Interface ISitemapResolver

  • All Known Implementing Classes:
    GenericSitemapResolver

    public interface ISitemapResolver

    Given a URL root, resolve the corresponding sitemap(s), if any, and only if it has not yet been resolved for a crawling session.

    Sitemaps URLs can be specified as "start URLs" (defined in HttpCrawlerConfig.getStartSitemapURLs()). It is up to the selected implementation to decide whether to treat sitemaps specified as start URLs any differently.

    When ignoring sitemap (HttpCrawlerConfig.isIgnoreSitemap()), the selected sitemap resolver implementation will still be invoked for sitemaps specified as start URLs.

    Sitemaps locations to resolved may also come from a site robots.txt (provided robots.txt files are not ignored).

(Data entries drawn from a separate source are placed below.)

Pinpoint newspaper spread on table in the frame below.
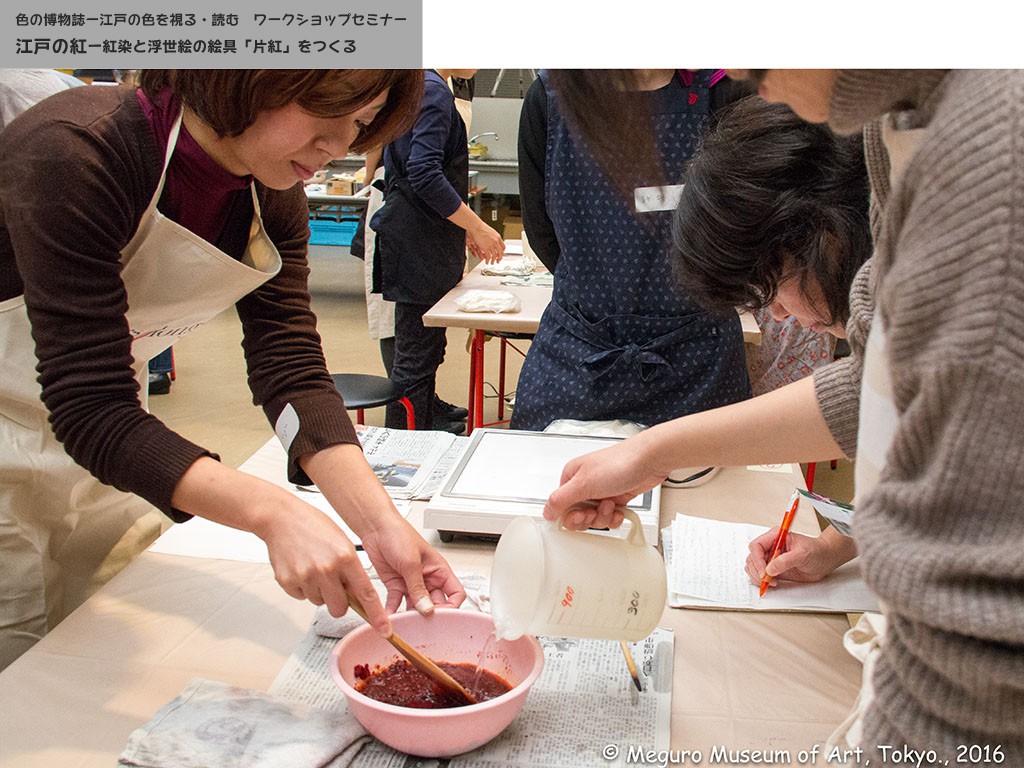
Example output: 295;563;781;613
356;426;469;499
269;623;675;768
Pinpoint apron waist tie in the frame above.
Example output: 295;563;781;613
583;344;669;382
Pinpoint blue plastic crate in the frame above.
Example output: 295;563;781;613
309;219;358;246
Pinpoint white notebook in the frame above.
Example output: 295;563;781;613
663;515;879;613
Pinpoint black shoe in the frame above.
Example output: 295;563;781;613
434;421;466;435
434;394;469;422
150;374;171;394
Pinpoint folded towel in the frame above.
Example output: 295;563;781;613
313;573;490;638
118;678;371;768
455;288;522;312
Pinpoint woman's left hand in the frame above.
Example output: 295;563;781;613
361;519;466;615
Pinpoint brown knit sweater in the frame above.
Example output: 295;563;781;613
815;71;1024;766
0;88;357;520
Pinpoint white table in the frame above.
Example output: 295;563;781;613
0;448;860;768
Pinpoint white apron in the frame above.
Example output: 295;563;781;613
0;116;281;669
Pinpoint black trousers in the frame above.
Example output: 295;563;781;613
384;301;447;429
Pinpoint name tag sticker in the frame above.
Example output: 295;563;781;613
633;184;683;213
273;402;299;454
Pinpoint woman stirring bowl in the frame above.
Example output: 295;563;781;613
0;70;464;669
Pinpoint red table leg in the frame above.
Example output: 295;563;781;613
466;331;484;435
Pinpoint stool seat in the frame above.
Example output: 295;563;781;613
331;374;406;411
331;374;416;429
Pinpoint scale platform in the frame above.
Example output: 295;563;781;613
423;428;662;547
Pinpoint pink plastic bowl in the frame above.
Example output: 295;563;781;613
331;608;544;758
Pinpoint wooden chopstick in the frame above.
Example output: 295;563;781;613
345;590;476;703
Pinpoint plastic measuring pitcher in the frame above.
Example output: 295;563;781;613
490;510;668;641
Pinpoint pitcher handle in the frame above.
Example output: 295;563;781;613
548;507;647;547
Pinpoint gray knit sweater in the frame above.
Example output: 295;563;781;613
815;71;1024;766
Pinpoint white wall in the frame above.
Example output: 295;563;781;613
469;96;522;160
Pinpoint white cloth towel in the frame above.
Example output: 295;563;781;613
455;288;522;312
825;613;886;750
118;678;370;768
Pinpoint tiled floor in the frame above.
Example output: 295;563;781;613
150;246;521;467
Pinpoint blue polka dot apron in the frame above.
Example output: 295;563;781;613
511;70;751;430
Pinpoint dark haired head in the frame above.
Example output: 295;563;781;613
673;96;871;325
139;70;423;152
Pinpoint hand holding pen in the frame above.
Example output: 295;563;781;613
759;492;800;597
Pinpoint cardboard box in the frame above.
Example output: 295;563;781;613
327;176;354;195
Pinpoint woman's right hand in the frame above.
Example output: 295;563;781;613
171;460;391;636
743;525;857;587
254;492;389;631
544;435;671;530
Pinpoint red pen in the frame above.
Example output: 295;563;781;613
759;493;800;597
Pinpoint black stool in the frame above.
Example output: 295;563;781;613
331;374;416;429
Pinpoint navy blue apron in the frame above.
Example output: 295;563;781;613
512;70;751;430
371;75;469;304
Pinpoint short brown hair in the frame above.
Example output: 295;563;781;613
139;70;423;152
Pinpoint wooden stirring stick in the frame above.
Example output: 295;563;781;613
345;590;476;703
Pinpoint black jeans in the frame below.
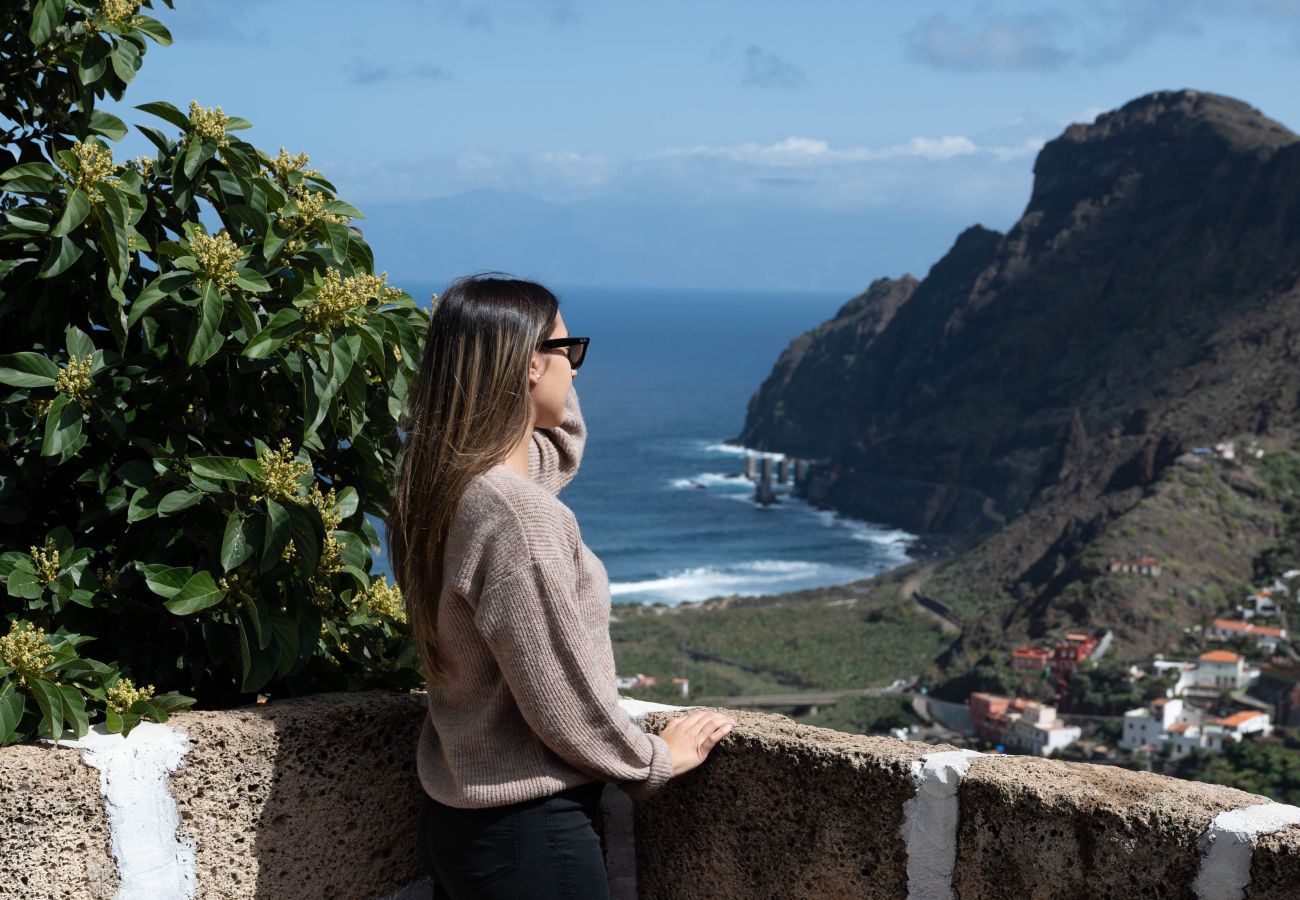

    Is it possible for implementations to not attempt to resolve sitemaps for some URLs. Refer to specific implementation for more details.

    Author:
    Pascal Essiembre
    • Method Detail

      • resolveSitemaps

        void resolveSitemaps​(HttpFetchClient httpFetcher,
                             String urlRoot,
                             List<String> sitemapLocations,
                             Consumer<HttpDocInfo> sitemapURLConsumer,
                             boolean startURLs)
        Resolves the sitemap instructions for a URL "root" (e.g. http://www.example.com).
        Parameters:
        httpFetcher - the http fetcher executor to use to stream Internet files if needed
        urlRoot - the URL root for which to resolve the sitemap
        sitemapLocations - sitemap locations to resolve
        sitemapURLConsumer - where to store retrieved site map URLs
        startURLs - whether the sitemapLocations provided (if any) are start URLs (defined in HttpCrawlerConfig.getStartSitemapURLs())